What you require after a long run or an intense bodyweight training session is recovery: Your muscles need to rest now – and this is just as important for your desired training effect as the actual workout itself. Incidentally, the male hormone testosterone plays a major role in building muscles: The harder you work out and push your muscles, the more testosterone your body releases. Testosterone is needed to help your muscles recover after your workout – without it, your damaged muscles cannot build new tissue and you won’t get stronger.

This is where sleep comes in again: The longer and better you sleep, the more time your body has for recovery and growth. So you see, your muscles do grow in your sleep. 

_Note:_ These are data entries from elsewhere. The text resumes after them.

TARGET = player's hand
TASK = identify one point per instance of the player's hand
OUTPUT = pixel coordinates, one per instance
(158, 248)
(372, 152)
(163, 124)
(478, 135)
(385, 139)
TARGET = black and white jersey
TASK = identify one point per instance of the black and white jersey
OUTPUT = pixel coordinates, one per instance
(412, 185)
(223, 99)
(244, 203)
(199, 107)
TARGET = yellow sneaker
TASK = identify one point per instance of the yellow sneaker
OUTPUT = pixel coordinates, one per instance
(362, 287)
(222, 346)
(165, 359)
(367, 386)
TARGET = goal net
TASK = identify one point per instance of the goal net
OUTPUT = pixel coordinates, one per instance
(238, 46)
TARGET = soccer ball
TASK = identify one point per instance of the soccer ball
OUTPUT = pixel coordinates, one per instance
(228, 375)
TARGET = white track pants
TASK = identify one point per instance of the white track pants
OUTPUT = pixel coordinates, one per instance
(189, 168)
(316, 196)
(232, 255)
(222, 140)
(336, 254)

3. Running improves immunity:

Exercise scientist and 58-time marathoner David Nieman has spent the last 40 years looking at the links between exercise and immunity. He’s uncovered mostly very good news and a few cautionary notes, while also looking at the effects of diet on the immunity status of runners. His summary: Modest exercise improves immunity, ultra-endurance efforts can decrease immunity (at least until you have fully recovered), and dark red/blue/blackberries help your body stay strong and healthy.


4. Running helps you lose weight, and keep it off:

Because it involves continuously moving your entire body weight, running burns more calories than most other activities. And you don’t have to run fast to achieve max burn. You get almost as much from running slow (but it takes twice as long). 

In a 2018 paper titled “The Effects of Exercise and Physical Activity on Weight Loss and Maintenance, the authors found that individuals exercising 200 to 300 minutes per week achieve better weight maintenance than those doing less than 150 minutes a week. It takes work and consistency, but the effort is worthwhile, as lower body weight appears to “profoundly enhance” health-related quality of life.
5. Running improves mental health, and reduces depression:

Many runners take up the sport to improve their physical fitness. After a short time, these new runners often give a different answer to the “Why do you run?” question. That answer: “Because it makes me feel better.” They’re talking about emotions, mood, mental energy, fewer blue days, and the like.

The evidence for this effect is overwhelming. A 2016 meta-analysis of exercise and depression reached these conclusions, among other positive outcomes:

1) Exercise is “an effective treatment” for depression;

2) Exercise is as effective as psychotherapy and prescription meds; and

3) Exercise “may serve as an alternative” to costly and often-hard-to-find/schedule medical treatments.